Ford Motor Company a annoncé une dépréciation massive de 19,5 milliards de dollars sur ses investissements dans les véhicules électriques, signalant un retrait des ambitieux plans VE face à une demande en ralentissement. Le constructeur automobile licenciera des travailleurs dans une usine de batteries au Kentucky mais prévoit de la reconvertir pour produire des batteries de stockage réseau. Ce virage vise à exploiter le marché florissant du stockage d'énergie, visant 20 gigawatt-heures de production annuelle d'ici 2027.
La décision de Ford marque un pivot significatif après des investissements massifs dans les véhicules électriques. Lundi, l'entreprise a révélé qu'elle déprécierait près de 20 milliards de dollars de valeur comptable liée à ses opérations VE, y compris la dissolution d'une coentreprise avec le fabricant de batteries sud-coréen SK On. Cette dépréciation réduit la valeur corporative globale de Ford de plus de 47 milliards de dollars au 30 septembre pour refléter les pertes sur les modèles VE prévus et la réorganisation des usines.
Ce mouvement impacte les opérations dans la Ceinture des Batteries du sud-est des États-Unis. À son installation de Glendale, Kentucky, Ford licenciera environ 1 600 employés en s'éloignant de la production de batteries VE. De même, une usine au Tennessee embauchera environ 1 000 travailleurs de moins que prévu initialement, se concentrant désormais sur des camions à essence plutôt qu'électriques. Ford conservera l'usine du Kentucky, tandis que SK On prend en charge celle près de Memphis.

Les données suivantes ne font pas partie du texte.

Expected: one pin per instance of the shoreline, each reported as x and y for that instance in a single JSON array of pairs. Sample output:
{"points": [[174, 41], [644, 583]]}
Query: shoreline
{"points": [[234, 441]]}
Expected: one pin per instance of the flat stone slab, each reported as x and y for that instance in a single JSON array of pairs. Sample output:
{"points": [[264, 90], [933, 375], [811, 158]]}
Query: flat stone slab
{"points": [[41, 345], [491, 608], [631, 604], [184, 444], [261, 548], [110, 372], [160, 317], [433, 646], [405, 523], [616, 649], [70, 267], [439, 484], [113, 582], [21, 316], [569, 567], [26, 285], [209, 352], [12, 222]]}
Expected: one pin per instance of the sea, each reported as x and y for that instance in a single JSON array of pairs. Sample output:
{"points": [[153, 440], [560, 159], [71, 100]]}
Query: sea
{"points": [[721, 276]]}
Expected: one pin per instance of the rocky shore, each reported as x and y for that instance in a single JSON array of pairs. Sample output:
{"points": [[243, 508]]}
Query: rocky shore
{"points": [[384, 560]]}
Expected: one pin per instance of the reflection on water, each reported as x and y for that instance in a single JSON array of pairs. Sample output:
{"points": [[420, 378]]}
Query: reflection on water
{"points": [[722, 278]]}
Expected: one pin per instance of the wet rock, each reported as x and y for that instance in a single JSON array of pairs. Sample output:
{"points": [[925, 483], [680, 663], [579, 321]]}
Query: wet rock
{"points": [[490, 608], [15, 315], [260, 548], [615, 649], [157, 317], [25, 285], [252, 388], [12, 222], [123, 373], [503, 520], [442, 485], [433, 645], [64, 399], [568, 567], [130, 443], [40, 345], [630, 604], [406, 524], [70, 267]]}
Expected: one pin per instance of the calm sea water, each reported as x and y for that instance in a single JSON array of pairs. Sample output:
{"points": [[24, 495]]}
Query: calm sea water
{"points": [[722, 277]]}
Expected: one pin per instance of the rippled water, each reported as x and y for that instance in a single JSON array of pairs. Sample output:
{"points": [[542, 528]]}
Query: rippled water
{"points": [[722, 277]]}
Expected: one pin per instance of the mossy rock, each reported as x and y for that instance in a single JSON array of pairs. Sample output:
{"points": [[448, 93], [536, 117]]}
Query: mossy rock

Malgré les revers VE, Ford investira 2 milliards de dollars sur les deux prochaines années pour transformer le site du Kentucky en hub de stockage réseau. L'usine produira des cellules phosphate de fer et de lithium emballées dans des conteneurs de 20 pieds, chacun contenant au moins 5 mégawatt-heures — comparable au Megapack de Tesla. D'ici fin 2027, Ford vise à expédier au moins 20 gigawatt-heures par an. De plus, son usine de Marshall, Michigan, fabriquera des cellules pour des unités de batteries domestiques.
«Cette initiative stratégique tirera parti de la capacité de batteries de véhicules électriques actuellement sous-utilisée pour créer un nouveau flux de revenus diversifié et rentable pour Ford», a déclaré l'entreprise. L'analyste Pavel Molchanov de Raymond James a noté : «Alors que la demande VE stagne, les déploiements de stockage d'énergie aux États-Unis explosent.»
Le contexte inclut des ventes VE lentes aux États-Unis, qui ne représentent que 10 % des achats de véhicules neufs, contre 25 % mondialement. La fin du crédit d'impôt fédéral VE en septembre, due à une loi budgétaire républicaine, a encore freiné la demande. Les prix de l'essence sont tombés sous 3 dollars le gallon pour la première fois en quatre ans, tandis que les coûts d'électricité résidentielle ont augmenté de 13 % lors des trois premiers trimestres de l'année. Parallèlement, les installations de batteries réseau aux États-Unis devraient atteindre un record cette année, stimulées en partie par la demande des centres de données IA, où Ford prévoit de vendre ses produits.
Cette transition survient alors que les politiques fédérales, y compris la 'One Big Beautiful Bill Act' signée par le président Trump, préservent les incitations fiscales pour le stockage d'énergie mais imposent des restrictions sur les composants d'origine chinoise à partir de 2026. L'entrée de Ford sur ce marché la positionne pour profiter de la demande domestique croissante, bien qu'elle fasse face à la concurrence de acteurs établis comme Tesla.